Additional Requirements

  • The server requirements depend on your use case. The minimum requirements are: 2 core, 4GB RAM and 20GB disk space
  • The CI/CD/Execution toolset must allow executing custom applications `(jar/cli, docker) - For CLI execution: i.e. Jenkins, Bamboo, GitLab CI, Drone, CircleCI, TravisCI, etc
  • The network architecture must support the following:
    • http/s access to Checkmarx
    • Access to the relevant defect management system, if applicable.
    • Connectivity from the repository to the CxFlow web service
  • Internal CA root, intermediate and self-signed certificates must be available in the Java JRE truststore (cacerts).

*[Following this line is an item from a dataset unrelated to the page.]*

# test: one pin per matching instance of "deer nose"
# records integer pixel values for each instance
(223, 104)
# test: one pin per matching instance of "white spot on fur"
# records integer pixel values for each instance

This applies to any integration component to ensure that there are no trust issues
  • Self-signed certificates must be explicitly trusted by installing them into the Java JRE trustsore (cacerts)
  • To enable automated scanning orchestration and project creation (WebHook Web Service integration), the source repository must be capable of supporting WebHooks, specifically:
    • GitLab
    • BitBucket Server/Cloud
    • GitHub
    • Azure DevOps
    • TFS
  • Service account credentials and API tokens must be provisioned and made available with access to the relevant tools and services that are related to Defect Management, CI/CD tools, Source Repositories and Checkmarx.
    • Checkmarx will require the ability to create projects (required), , delete projects (optional), create team (optional, if multi-tenant is configuration is set)
    • Jira and other bug trackers will require the ability to create/close/transition issues according to defined configuration

GitHub Personal Access Token

Create a token as follows:

  1. Select your profile and then click Settings (upper right corner).
  2. Click Developer settings > Personal Access Tokens > Generate New Token.
  3. Assign a name an add a note to the token, repo:status and public_repo under the repo section

GitHub token example

Azure DevOps Access Token

The Azure Access Token that must be configured with CxFlow must meet the following requirements for Push and Pull Request events:

  • Code (Read & write)
  • Work Items (Read, write, & manage)

Azure DevOps Access Token example

Tokens only have a life cycle of 365 days maximum so having a secret rotation cycle in place is very important in the long term.